The International Olympic Committee on Wednesday held out the prospect of switching the marathon and race walks at next year's Olympics from the heat of Tokyo to the cooler climes of Sapporo more than 800 kilometres away.
Temperatures in the Japanese capital could rocket to as much as 39 degrees celsius during the 16 day event which starts on 24 July.
However further north, they would be five to six degrees cooler during the day.
"Athletes' health and well-being are always at the heart of our concerns," said IOC president Thomas Bach.
"The new far-reaching proposals to move the marathon and race walking events show how seriously we take such concerns.
"The Olympic Games are the platform where athletes can give 'once-in-a-lifetime' performances, and these measures ensure they have the conditions to give their best."

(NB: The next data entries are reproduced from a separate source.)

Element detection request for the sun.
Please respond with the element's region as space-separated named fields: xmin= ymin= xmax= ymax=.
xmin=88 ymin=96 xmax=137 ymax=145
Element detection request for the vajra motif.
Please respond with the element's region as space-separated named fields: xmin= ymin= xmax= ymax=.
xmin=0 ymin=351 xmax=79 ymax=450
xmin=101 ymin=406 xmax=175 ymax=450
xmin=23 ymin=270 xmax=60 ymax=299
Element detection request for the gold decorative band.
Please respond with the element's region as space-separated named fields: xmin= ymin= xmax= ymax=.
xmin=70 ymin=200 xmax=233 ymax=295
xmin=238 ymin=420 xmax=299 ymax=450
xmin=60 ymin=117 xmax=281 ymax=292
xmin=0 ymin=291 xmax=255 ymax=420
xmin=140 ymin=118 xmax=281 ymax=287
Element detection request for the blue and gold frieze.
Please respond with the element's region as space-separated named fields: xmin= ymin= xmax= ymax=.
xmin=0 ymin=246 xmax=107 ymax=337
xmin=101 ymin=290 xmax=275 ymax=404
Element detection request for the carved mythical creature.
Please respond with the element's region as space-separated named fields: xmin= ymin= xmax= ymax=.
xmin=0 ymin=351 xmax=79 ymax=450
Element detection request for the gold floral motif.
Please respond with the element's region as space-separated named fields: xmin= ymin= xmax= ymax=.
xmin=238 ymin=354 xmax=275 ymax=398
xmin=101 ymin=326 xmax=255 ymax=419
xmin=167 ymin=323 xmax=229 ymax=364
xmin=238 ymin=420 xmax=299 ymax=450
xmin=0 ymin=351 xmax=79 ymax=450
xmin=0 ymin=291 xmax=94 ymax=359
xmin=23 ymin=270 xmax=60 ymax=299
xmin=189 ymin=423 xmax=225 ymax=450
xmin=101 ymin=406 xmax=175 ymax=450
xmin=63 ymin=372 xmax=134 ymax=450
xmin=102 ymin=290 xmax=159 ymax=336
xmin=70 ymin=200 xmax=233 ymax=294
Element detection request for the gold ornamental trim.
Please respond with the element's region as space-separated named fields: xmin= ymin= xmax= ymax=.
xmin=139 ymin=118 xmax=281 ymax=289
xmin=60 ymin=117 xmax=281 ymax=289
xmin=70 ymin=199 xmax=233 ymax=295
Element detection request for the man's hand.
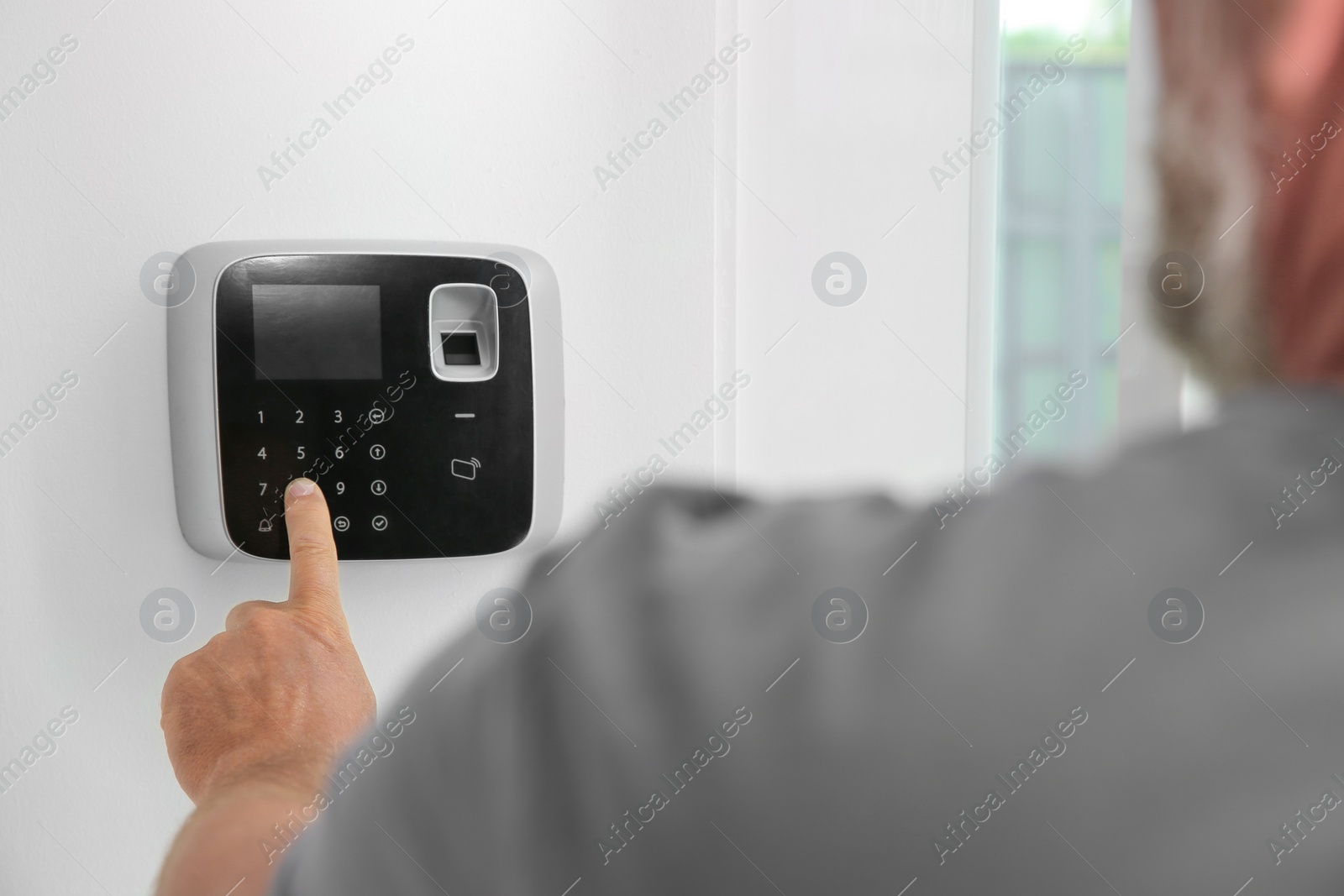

During the world athletics championships in Doha, the marathons and race walks were held late at night to offset the searing heat and humidity in Qatar.
Ruth Chepngetich from Kenya won the women's race in 2:32.43 seconds while 28 of the 68 starters failed to finish.
Ethiopa's Lelisa Desisa's claimed the men's race in a time of 2:10.40 seconds, a mark more than nine minutes slower than the world record.
"We have been working closely with the IOC and Tokyo 2020 on the potential weather conditions at next year's Olympic Games and will continue to work with the IOC and Tokyo 2020 on the proposal to move the road events to Sapporo," said Sebastian Coe, head of the International Amateur Athletics Federations.
"Giving athletes the best platform for their performances within the environment they are in is central to all major events," Coe added. "We will work with the organisers to create the very best marathon and race walk courses for next year's Olympic Games."